In [1]:
!pip3 install --quiet torch
!pip3 install --quiet -q transformers datasets
!pip3 install --quiet --upgrade scikit-learn==1.0.2
!pip3 install --quiet matplotlib
!pip3 install --quiet accelerate -U
!pip install --quiet datasets -q
!pip install --quiet wordcloud -q
!pip install --quiet sentence-transformers -q
!pip install --quiet nltk 

In [2]:
import torch
import numpy as np
from transformers import AutoTokenizer, AutoModelForSequenceClassification
from transformers import TrainingArguments, Trainer
from datasets import Dataset, DatasetDict
from sklearn.metrics import classification_report, confusion_matrix
from sklearn.model_selection import train_test_split
import re
import pandas as pd
import  matplotlib.pyplot as plt
import numpy as np
from collections import Counter
import nltk
nltk.download('punkt')
nltk.download('stopwords')
from nltk.tokenize import word_tokenize
from nltk.corpus import stopwords
from tqdm import tqdm
from sentence_transformers import SentenceTransformer
from wordcloud import WordCloud
from datasets import load_dataset
from wordcloud import WordCloud


[nltk_data] Downloading package punkt to
[nltk_data]     /teamspace/studios/this_studio/nltk_data...
[nltk_data]   Package punkt is already up-to-date!
[nltk_data] Downloading package stopwords to
[nltk_data]     /teamspace/studios/this_studio/nltk_data...
[nltk_data]   Package stopwords is already up-to-date!


In [3]:
device = torch.device('cuda' if torch.cuda.is_available() else 'cpu')
if device.type != 'cuda':
    raise SystemError('GPU device not found')

In [4]:
dataset = load_dataset("yelp_review_full")
train_dataset = dataset['train']
test_dataset = dataset['test']
del dataset

train_text = [train_dataset[i]['text'] for i in range(len(train_dataset))]
train_label = [train_dataset[i]['label'] for i in range(len(train_dataset))]

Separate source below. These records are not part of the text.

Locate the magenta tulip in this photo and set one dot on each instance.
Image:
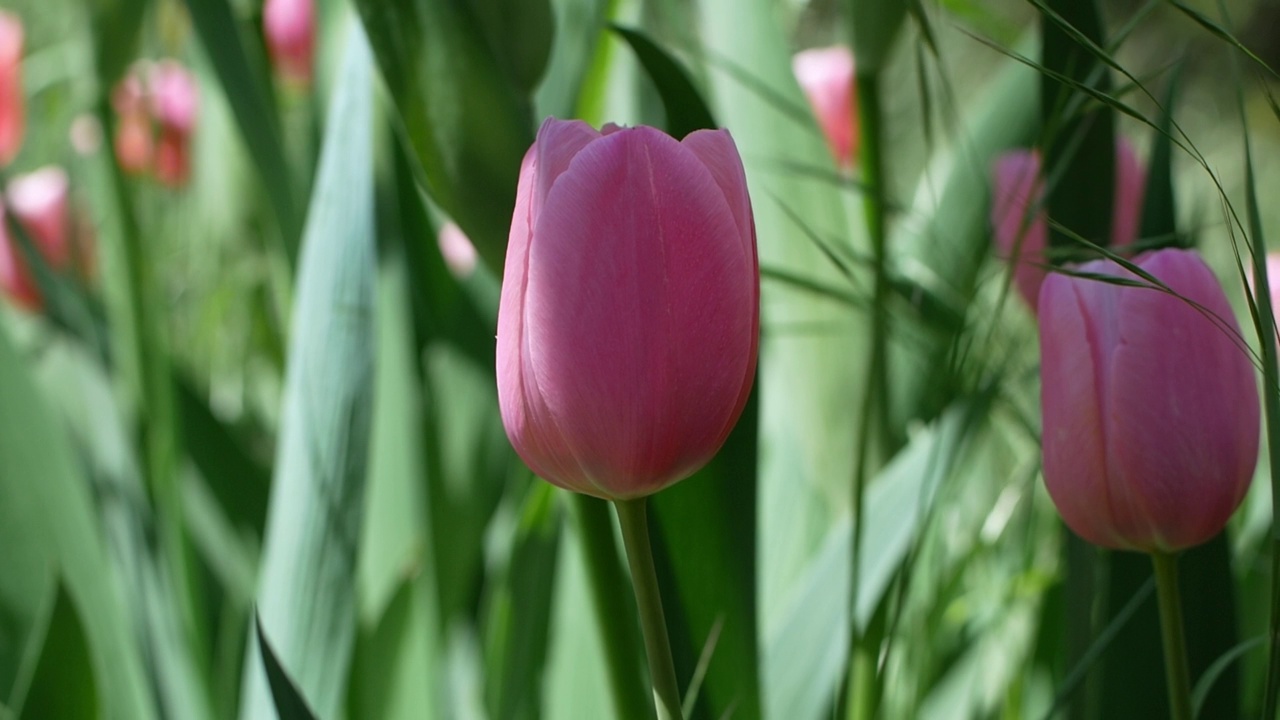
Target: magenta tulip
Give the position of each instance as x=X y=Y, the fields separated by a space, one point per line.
x=826 y=76
x=176 y=105
x=1019 y=219
x=629 y=320
x=39 y=201
x=1150 y=404
x=12 y=104
x=289 y=30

test_text = [test_dataset[i]['text'] for i in range(len(test_dataset))]
test_label = [test_dataset[i]['label'] for i in range(len(test_dataset))]


del train_dataset
del test_dataset

Deleting emotics from the text:

In [5]:
emoticon_regex = '(\:\w+\:|\<[\/\\]?3|[\(\)\\\D|\*\$][\-\^]?[\:\;\=]|[\:\;\=B8][\-\^]?[3DOPp\@\$\*\\\)\(\/\|])(?=\s|[\!\.\?]|$)'
train_text_noemot = [re.sub(emoticon_regex, '', tweet) for tweet in tqdm(train_text)]
test_text_noemot  = [re.sub(emoticon_regex, '', tweet) for tweet in tqdm(test_text)]

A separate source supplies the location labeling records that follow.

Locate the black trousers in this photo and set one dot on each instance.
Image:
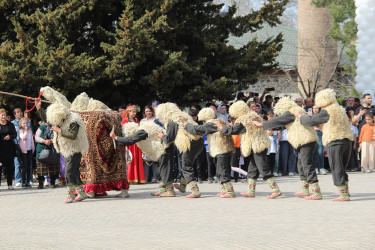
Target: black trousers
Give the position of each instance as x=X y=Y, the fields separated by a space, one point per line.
x=26 y=166
x=188 y=159
x=200 y=165
x=8 y=166
x=166 y=165
x=353 y=162
x=258 y=165
x=211 y=166
x=271 y=160
x=305 y=164
x=235 y=162
x=72 y=174
x=339 y=156
x=223 y=167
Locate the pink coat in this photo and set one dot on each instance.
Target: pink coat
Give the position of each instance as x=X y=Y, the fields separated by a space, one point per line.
x=23 y=140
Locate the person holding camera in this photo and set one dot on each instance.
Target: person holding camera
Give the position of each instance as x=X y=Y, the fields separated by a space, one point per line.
x=7 y=135
x=361 y=111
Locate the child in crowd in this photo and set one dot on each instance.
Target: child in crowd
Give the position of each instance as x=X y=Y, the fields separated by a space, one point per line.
x=27 y=146
x=271 y=153
x=366 y=142
x=353 y=163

100%|██████████| 650000/650000 [00:12<00:00, 51752.46it/s]
100%|██████████| 50000/50000 [00:00<00:00, 53299.96it/s]


Model Training :

In [6]:
#load model and move to the GPU
model_name = 'bert-base-multilingual-uncased'
bert = AutoModelForSequenceClassification.from_pretrained(model_name, num_labels=len(set(train_label)))
bert = bert.to(device)

#Load tokenizer 
tokenizer = AutoTokenizer.from_pretrained(model_name)

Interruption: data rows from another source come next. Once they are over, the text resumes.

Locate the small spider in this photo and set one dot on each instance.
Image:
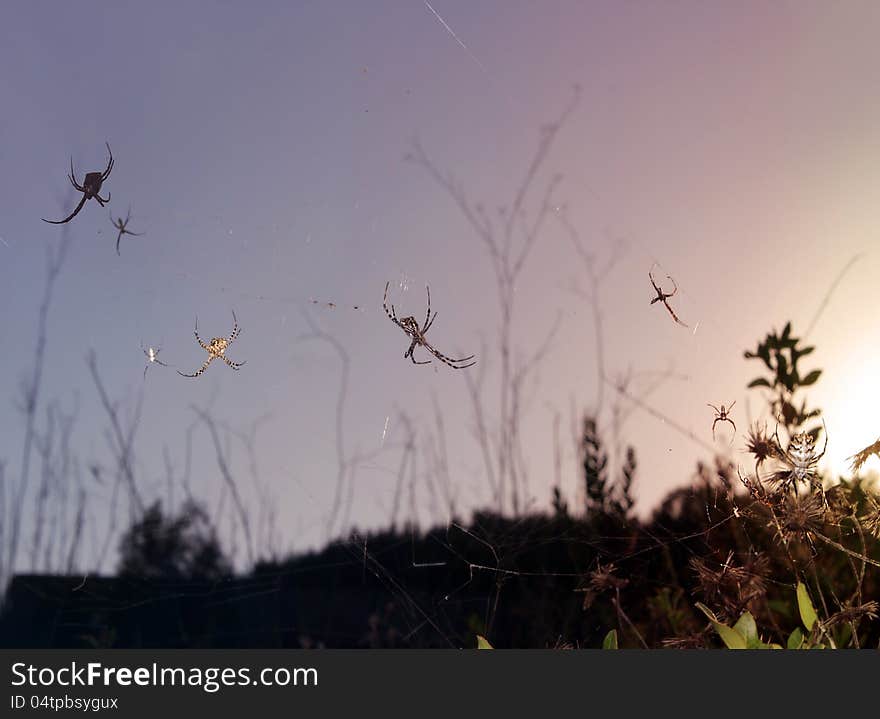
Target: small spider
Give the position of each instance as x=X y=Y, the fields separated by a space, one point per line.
x=721 y=416
x=216 y=348
x=152 y=356
x=663 y=296
x=121 y=225
x=417 y=334
x=90 y=188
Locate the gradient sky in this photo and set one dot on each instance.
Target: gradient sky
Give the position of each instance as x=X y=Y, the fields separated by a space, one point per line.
x=262 y=153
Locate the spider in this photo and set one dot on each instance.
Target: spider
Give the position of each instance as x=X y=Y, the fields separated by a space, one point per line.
x=152 y=356
x=721 y=416
x=121 y=225
x=90 y=188
x=663 y=296
x=417 y=334
x=800 y=458
x=216 y=348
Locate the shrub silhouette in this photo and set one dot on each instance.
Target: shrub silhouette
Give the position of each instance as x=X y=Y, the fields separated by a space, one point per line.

Some weights of BertForSequenceClassification were not initialized from the model checkpoint at bert-base-multilingual-uncased and are newly initialized: ['classifier.bias', 'classifier.weight']
You should probably TRAIN this model on a down-stream task to be able to use it for predictions and inference.


In [7]:
def randomSampling(X , Y , p):

    unique_labels = np.unique(Y)

    # Initialize lists to store sampled data
    sampled_X = []
    sampled_Y = []

    # Iterate over each unique label
    for label in unique_labels:
        # Find indices corresponding to the current label
        indices = np.where(np.array(Y )== label)[0]
        # Randomly shuffle the indices
        np.random.shuffle(indices)
        num_samples = int(len(indices) * p)
        if (num_samples<1):
            print(f"Not Enough samples for class {label}")
            return -1
        sampled_indices = indices[:num_samples]
        
        # Append sampled data to the lists
        sampled_X+=np.array(X)[sampled_indices.astype(int)].tolist()
        sampled_Y+=np.array(Y)[sampled_indices.astype(int)].tolist()
    
    combined_data = list(zip(sampled_X, sampled_Y))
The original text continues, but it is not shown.